Kaltes Plasma
Kaltes Plasma, auch kaltes atmosphärisches Plasma genannt, ist ein teilweise ionisiertes Gas. Es enthält unter anderem reaktive Sauerstoff- und Stickstoffspezies, geladene Teilchen, elektrische Felder und geringe Anteile an UV-Strahlung. Ozon kann dabei entstehen, ist aber nicht mit kaltem Plasma gleichzusetzen.
Plasma wird häufig als vierter Aggregatzustand bezeichnet: fest, flüssig, gasförmig und Plasma. Ein einfaches Beispiel ist Wasser: Gefriert Wasser, wird es fest. Durch Erwärmung wird es flüssig und anschließend gasförmig. Wird einem Gas weitere Energie zugeführt, können Teilchen ionisiert werden – dadurch kann Plasma entstehen.

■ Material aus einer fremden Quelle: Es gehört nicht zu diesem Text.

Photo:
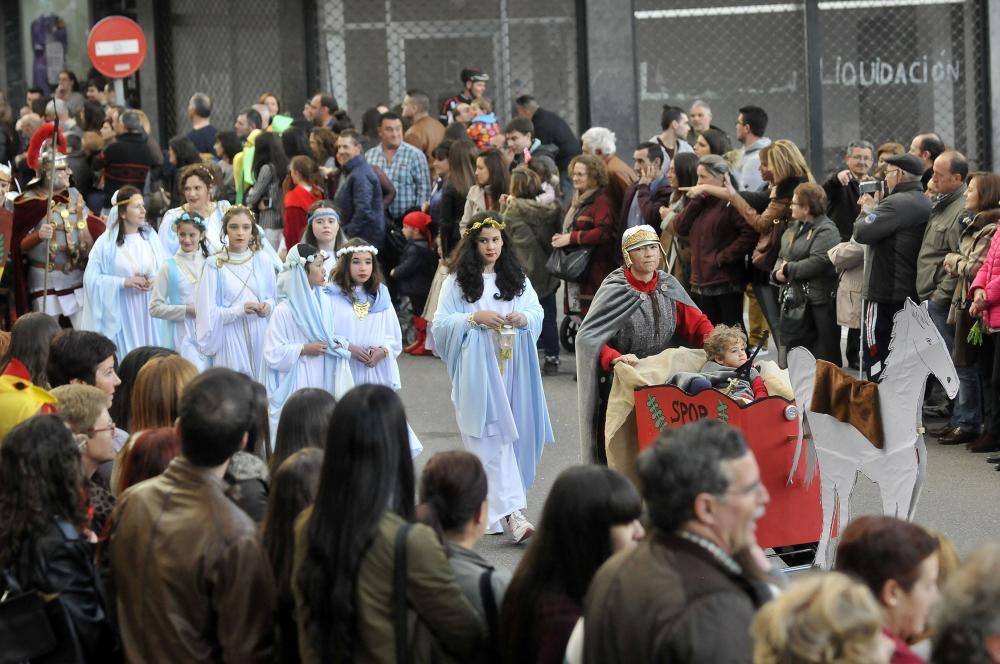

Heißes Plasma findet man zum Beispiel bei Blitzen, in der Sonne oder bei Polarlichtern. Kaltes Plasma hingegen wird technisch so erzeugt, dass die Temperatur für medizinische und kosmetische Anwendungen niedrig bleibt.
Kaltes Plasma kann die Mikrozirkulation im Gewebe unterstützen und zur Inaktivierung von Bakterien, Viren und Pilzen beitragen. In der Wundbehandlung wird es als ergänzende Methode eingesetzt beziehungsweise untersucht. Dabei soll es Keime reduzieren, ohne gesundes körpereigenes Gewebe wesentlich zu schädigen.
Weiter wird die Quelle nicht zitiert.